Sunday, December 16, 2007

Hope

Today I had an interesting take on church.

Anyone going through fertility trouble will agree with me: December church is tough. There is much talk about hope and the whole season revolves around the coming of a baby. It's immensely strange to be able to relate SO much to the weary Israelite community as they longed for their Messiah, their baby king. I feel the strain of their hope.

As I was explaining to my husband today, I'm not as much baby obsessed as I am hope obsessed. There is a hairline of a difference, but it's an important distinction to make. If I was told tomorrow that I as unable to have more children, I would go through a process of grieving and then I would move on with life. But since there is such a large unknown which looms above my head, my only option is to hope. Like I said, it's a hairline distinction.

As I was sitting somewhat uncomfortably in the pew today trying desperately not to focus on myself, I wondered if this season is difficult for anyone else. I thought of cancer patients. Would hope be difficult for them to carry? What about unemployed people? Divorced people? Homeless? What about people who simply feel caught in a rut of life and don't know how to wake up and live every morning? How do they own hope?
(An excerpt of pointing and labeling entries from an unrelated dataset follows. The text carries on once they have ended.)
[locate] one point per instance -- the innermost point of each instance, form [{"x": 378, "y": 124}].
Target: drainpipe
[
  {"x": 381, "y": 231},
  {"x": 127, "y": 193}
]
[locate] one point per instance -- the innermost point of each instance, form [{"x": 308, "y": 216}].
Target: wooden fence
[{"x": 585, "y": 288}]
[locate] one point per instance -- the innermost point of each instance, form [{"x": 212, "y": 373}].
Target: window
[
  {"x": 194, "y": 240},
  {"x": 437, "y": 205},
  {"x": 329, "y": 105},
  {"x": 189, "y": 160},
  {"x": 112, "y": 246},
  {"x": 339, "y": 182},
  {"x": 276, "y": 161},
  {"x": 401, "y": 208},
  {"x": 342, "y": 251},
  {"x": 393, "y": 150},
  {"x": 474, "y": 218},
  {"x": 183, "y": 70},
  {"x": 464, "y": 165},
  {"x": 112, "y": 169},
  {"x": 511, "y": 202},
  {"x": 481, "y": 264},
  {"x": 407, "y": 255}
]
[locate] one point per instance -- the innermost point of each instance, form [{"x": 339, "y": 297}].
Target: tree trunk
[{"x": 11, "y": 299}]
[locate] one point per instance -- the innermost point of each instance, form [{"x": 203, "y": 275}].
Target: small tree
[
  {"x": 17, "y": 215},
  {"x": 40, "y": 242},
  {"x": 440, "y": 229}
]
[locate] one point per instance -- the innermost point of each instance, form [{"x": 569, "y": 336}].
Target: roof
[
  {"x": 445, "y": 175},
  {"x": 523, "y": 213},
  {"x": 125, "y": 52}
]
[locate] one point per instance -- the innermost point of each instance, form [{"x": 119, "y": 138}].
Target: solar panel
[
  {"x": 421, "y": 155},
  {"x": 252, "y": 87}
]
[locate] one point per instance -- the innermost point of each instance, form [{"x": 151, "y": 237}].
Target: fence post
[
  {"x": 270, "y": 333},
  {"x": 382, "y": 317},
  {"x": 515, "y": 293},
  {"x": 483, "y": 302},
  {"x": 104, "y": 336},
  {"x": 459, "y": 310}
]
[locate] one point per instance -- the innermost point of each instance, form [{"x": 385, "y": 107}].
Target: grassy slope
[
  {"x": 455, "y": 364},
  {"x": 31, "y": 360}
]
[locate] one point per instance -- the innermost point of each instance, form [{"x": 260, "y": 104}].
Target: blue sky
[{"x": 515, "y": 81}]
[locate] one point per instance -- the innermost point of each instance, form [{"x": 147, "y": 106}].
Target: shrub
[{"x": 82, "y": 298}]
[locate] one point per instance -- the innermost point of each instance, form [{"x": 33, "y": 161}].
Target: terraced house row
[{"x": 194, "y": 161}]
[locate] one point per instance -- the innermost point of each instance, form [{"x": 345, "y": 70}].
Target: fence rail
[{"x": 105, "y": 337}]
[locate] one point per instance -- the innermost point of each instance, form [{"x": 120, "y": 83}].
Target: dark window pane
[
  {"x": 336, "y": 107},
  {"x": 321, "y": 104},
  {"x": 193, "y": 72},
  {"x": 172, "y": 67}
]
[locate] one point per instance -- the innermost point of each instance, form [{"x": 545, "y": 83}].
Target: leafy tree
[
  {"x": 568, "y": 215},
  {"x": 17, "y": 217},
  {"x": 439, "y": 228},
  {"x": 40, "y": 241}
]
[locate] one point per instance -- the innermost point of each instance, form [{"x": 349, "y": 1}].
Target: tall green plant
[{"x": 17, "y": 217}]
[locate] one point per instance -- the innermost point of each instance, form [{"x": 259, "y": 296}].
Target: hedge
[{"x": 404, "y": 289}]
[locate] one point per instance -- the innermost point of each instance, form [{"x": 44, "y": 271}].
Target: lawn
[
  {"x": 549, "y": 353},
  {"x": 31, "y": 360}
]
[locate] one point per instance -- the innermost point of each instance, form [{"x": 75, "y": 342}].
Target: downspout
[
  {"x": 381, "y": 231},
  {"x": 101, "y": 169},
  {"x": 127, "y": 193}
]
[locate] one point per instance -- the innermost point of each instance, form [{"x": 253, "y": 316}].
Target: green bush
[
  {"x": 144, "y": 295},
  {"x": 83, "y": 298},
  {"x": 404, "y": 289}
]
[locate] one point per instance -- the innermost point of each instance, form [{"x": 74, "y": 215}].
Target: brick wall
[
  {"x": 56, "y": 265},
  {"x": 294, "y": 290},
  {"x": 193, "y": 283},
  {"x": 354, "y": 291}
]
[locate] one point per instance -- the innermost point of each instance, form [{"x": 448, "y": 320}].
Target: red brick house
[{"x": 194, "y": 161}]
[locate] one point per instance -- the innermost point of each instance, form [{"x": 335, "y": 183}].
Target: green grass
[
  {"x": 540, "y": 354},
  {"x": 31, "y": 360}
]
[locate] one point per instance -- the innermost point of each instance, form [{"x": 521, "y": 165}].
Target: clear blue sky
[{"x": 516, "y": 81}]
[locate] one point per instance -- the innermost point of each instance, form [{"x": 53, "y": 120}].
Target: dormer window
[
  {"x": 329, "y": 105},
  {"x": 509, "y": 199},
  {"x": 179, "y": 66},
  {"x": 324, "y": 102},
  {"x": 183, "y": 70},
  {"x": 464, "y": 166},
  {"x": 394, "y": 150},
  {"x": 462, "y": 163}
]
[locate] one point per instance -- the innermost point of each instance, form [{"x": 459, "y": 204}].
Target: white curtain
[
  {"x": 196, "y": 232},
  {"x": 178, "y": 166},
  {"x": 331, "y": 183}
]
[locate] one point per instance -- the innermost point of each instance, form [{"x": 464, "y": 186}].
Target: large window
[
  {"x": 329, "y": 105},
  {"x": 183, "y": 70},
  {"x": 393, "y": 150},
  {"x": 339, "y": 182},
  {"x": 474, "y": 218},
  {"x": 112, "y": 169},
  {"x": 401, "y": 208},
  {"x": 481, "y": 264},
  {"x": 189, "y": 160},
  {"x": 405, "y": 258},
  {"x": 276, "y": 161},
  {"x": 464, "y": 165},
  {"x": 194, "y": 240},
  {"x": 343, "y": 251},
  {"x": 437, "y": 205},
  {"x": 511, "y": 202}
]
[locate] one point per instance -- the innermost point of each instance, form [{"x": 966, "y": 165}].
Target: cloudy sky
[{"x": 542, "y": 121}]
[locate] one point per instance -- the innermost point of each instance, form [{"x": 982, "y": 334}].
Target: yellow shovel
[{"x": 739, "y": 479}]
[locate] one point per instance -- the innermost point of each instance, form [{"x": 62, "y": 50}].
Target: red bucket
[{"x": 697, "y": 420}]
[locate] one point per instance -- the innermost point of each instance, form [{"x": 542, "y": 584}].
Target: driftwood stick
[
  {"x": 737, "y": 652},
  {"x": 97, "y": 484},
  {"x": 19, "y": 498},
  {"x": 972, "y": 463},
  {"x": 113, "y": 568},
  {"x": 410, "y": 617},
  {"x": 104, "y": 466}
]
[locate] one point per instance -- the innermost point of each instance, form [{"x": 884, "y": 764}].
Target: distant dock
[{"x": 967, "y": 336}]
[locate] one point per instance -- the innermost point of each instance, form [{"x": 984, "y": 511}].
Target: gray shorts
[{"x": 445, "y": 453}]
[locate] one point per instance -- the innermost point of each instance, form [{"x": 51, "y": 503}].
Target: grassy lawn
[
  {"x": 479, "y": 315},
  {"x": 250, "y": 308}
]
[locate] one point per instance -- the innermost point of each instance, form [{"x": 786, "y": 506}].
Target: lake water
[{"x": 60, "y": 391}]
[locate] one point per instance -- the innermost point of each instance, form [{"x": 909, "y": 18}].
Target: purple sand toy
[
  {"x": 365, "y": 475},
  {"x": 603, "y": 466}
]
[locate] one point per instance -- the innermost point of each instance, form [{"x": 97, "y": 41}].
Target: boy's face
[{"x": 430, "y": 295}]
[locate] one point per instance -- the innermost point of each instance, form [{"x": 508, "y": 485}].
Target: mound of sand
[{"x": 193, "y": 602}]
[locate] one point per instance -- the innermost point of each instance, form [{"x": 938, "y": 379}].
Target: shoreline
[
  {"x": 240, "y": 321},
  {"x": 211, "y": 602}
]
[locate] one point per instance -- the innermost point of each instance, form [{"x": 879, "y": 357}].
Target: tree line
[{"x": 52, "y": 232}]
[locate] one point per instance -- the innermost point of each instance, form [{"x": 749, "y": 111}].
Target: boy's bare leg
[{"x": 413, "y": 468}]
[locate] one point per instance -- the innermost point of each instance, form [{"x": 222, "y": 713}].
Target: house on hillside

I don't have an answer that fits neatly in a blog posting. For me, defining hope is like nailing down jello.
Hope is longing for something which is currently invisible.
It is striving towards the unknown and doing so as if it WAS known.
Hope is simultaneously fuzzy and solid.
Hope is passive and aggressive in the same breath.
You can't hold it in your hands, only with your heart and mind.
And when one finally attains what one has hoped for, hope vanishes; it's mission has been accomplished.

Today as I sat in church, I allowed myself to feel the hope in that great sanctuary. It stung a good deal at first. But the choir sang with great might and enthusiasm. The readers spoke their lines carefully, allowing the fullness of their words to penetrate. And the pastor's benediction was given with renewed vigor.

I left knowing a sense of hope, whatever it is.

3 comments:

Janice said...

I'm scared of hope. I am the only female in all of my friends and all of my relatives that is single. And all of my close friends have or are having children. At almost 33 I am too scared to hope that love does exist for me, that there is a chance for my own family. Because if I hope, and it doesn't happen, the pain will be unbarable. And yet, if I do the opposite and think there is no hope... well then I have to face the pain at that moment. Either way it is too scary. I choose the space inbetween.

Kris said...

You hope and I will, too, for you. We love you, Em! This was an amazing post..so well written and timely.
K

Emily Dykstra said...

Ah yes. Hope is scary, isn't it, Janice?

There is an Emily Dickinson poem which says,
" 'Twould be easier to fail with land in sight,
Than gain my blue peninsula and perish of delight."